Shock-free election
October 27, 2004
Heard from a FOX News guest this afternoon (paraphrased): “For someone who sits on the Senate intelligence committee, Senator Kerry seems to be getting a lot of his intelligence from the New York Times and CBS News.” Life imitates satire in a sick, sad way:
“[Bush] won’t acknowledge the mess in Iraq,” said Mr. Edwards. “All you have to do is turn your television on.”
At a Rose Garden signing ceremony, Mr. Bush thanked Mr. Edwards for the suggestion.
“As president, I have daily briefings with intelligence and national security officials,” said Mr. Bush. “And yet with all those bright people in my office every day, not one of them has proposed that we just turn on the television to get an accurate picture of the situation on the ground in Iraq. Brilliant.”
As far as October surprises go, this latest attempt at letting out the context-free truth by CBS and the NYT (the latter of which should be thanked for its brash decision to pre-empt CBS’ nefarious attempt to wait until a day before the election before releasing this) is lame by my standards. Sure, John Kerry’s treasonous activities as being a Communist operative may be seen as lame and desperate by people on the Left but these concerns are quite legitimate. As legitimate as having a lifelong record of undermining the security of the nation, of being a tried-and-true internationalist, and then pulling a chimeric (if predictable by the poll-driven Democrat standard mentality) attempt at being the opposite, as Meryl Yourish makes very clear:
I think Kerry is a liar and a poseur. You cannot have a career of pacifism and voting against military issues and suddenly turn around and declare yourself a fit commander-in-chief. It takes more than a campy salute and a “reporting for duty” at the DNC to make me believe Kerry is fit for command. I believe he is more unfit for command than any other candidate who ran against him, with the possible exception of Howard Dean. And may I say that the Democratic party may lose me forever if they can’t give me a candidate I can respect and believe in.
Now, 380 tons of missing explosives, the volume of which requires a week’s worth of round the clock, corporate-level management of machinations to make vanish using a fleet of forty unmarked trucks that can easily be made to disappear across the Iraqi border, was a legitimate concern at the time. Amusingly enough, the media shill known as CBS has already shot itself in the foot, dug the bullet out and salted the wound with its own reports during the more relevant time period.

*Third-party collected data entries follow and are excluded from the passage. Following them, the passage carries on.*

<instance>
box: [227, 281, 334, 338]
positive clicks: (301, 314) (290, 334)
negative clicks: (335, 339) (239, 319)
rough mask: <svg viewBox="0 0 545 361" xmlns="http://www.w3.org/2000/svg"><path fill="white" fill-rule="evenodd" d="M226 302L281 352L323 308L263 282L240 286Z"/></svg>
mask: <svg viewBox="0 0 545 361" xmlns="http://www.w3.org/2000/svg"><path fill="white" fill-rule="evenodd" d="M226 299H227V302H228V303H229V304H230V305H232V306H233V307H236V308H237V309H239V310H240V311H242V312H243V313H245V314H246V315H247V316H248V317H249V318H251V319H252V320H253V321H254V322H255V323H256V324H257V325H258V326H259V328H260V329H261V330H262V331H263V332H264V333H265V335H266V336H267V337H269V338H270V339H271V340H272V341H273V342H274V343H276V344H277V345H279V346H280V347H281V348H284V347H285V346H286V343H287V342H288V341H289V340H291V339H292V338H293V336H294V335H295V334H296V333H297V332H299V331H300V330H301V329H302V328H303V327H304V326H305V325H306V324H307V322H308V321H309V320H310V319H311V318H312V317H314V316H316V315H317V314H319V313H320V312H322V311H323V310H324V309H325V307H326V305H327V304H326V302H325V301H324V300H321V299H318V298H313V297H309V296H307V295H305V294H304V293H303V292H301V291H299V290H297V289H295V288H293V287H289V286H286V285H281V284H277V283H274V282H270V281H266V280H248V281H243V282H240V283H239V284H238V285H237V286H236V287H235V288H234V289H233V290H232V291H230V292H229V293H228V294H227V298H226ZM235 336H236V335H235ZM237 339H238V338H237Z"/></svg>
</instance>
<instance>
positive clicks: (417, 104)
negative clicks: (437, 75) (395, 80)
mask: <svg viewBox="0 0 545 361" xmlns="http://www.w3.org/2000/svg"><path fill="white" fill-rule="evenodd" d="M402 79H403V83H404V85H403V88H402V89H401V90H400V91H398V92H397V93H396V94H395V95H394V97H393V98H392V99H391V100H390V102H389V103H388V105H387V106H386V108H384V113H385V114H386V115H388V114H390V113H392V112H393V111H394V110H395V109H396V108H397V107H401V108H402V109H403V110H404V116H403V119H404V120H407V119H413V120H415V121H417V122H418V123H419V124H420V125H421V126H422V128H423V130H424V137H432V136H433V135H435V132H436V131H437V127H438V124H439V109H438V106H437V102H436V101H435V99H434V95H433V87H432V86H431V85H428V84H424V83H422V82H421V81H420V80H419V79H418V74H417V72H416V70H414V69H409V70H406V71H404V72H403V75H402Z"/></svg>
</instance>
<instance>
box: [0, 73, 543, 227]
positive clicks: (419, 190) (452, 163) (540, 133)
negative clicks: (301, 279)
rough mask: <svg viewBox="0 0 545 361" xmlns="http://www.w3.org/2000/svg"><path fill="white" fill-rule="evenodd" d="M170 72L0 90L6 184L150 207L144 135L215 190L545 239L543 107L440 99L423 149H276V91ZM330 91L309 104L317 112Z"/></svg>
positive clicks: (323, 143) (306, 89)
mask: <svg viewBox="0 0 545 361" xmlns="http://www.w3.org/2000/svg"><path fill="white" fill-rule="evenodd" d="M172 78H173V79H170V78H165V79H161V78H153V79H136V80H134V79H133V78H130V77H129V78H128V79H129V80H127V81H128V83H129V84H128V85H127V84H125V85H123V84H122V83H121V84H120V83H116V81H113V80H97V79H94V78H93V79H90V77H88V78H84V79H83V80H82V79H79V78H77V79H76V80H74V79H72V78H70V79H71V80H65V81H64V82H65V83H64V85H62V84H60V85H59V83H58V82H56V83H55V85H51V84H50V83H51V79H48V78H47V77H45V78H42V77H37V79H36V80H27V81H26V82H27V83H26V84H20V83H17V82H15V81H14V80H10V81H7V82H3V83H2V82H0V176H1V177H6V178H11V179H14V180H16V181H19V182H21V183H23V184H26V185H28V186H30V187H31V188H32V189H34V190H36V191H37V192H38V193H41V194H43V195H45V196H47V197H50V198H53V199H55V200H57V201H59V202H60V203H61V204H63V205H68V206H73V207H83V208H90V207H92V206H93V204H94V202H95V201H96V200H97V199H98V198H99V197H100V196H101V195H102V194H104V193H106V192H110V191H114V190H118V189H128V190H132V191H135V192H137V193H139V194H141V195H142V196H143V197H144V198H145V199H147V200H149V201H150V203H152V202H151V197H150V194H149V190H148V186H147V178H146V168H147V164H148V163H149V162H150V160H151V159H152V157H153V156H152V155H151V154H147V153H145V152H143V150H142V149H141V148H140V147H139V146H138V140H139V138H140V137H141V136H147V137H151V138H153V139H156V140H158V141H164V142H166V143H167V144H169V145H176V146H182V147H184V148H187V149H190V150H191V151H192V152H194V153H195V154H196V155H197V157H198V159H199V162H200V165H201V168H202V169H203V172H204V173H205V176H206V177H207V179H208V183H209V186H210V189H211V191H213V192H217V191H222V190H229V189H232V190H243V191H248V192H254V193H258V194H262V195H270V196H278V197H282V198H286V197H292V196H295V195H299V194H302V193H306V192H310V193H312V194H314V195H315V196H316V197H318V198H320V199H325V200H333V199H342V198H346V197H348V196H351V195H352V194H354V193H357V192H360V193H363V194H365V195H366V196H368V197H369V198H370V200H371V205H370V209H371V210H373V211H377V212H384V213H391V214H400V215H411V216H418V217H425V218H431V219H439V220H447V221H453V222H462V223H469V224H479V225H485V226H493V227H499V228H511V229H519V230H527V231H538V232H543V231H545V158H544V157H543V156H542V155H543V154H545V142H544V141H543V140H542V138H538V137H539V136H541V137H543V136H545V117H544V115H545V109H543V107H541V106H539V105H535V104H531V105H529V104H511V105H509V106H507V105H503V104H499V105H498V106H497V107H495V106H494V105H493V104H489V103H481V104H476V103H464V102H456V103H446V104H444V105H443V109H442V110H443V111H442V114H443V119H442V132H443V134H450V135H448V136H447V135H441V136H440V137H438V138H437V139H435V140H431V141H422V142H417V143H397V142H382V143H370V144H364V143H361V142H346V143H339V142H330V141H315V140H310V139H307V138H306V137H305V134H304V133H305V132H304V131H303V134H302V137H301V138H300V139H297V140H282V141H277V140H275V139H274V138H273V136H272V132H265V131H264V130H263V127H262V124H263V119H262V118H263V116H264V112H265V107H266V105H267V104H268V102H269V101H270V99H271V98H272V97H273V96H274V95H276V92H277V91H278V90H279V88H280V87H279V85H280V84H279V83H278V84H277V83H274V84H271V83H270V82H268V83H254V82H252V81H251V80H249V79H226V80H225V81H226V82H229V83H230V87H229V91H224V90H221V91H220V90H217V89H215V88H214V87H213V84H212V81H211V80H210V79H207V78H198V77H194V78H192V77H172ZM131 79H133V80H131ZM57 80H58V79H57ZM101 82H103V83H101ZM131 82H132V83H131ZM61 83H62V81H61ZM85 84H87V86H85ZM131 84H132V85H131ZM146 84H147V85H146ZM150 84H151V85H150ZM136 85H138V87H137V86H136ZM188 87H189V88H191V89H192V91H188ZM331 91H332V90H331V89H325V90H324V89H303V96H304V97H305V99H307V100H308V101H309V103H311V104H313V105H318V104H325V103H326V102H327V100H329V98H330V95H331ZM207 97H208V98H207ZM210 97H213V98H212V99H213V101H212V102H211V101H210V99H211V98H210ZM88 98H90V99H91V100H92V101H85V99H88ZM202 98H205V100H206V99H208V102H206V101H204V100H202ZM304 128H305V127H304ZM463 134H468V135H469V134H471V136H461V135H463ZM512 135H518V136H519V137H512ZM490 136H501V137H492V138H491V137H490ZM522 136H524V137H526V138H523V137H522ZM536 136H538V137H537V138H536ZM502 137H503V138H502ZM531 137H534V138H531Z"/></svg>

In the run-up to the election John Kerry still cannot make head or tail of himself: he can continue to critique the President ad nauseam, and all he can do is make people sit the election out. I doubt this is a tactic that could work this time. Too many people know the stakes are too high, and even Republicans I know in the sure-to-be-Kerry state of Maryland are mobilizing to go out and vote. They want to show the Democrats that though every vote counts, every vote must be won, and that no state is safe. If Maryland Republicans can show that even this deep blue state, like any blue state, is no safe haven, if they can show that there is solidarity among themselves, it would keep the Democrats on their toes.
This campaign phase is now quite officially, immune from scandals. People have made up their minds and I think—like Shepard Smith does—that the “unsure” answers in the phone polls are mostly the answers of liars. I think that this election is not as close as even FOX News tries to present it to be, and save for a major disaster on either side, nothing will shock people out of their preconceived, and predecided votes that they will take to them on the second of November.
(Provenance of links: Smiling Kevin » Scrappleface. Instapundit » Captain’s Quarters.)
UPDATE: A quick link that I forgot to find context into my post above, is John Cole’s contextual perspective of the 380-ton elephant that really isn’t in the room.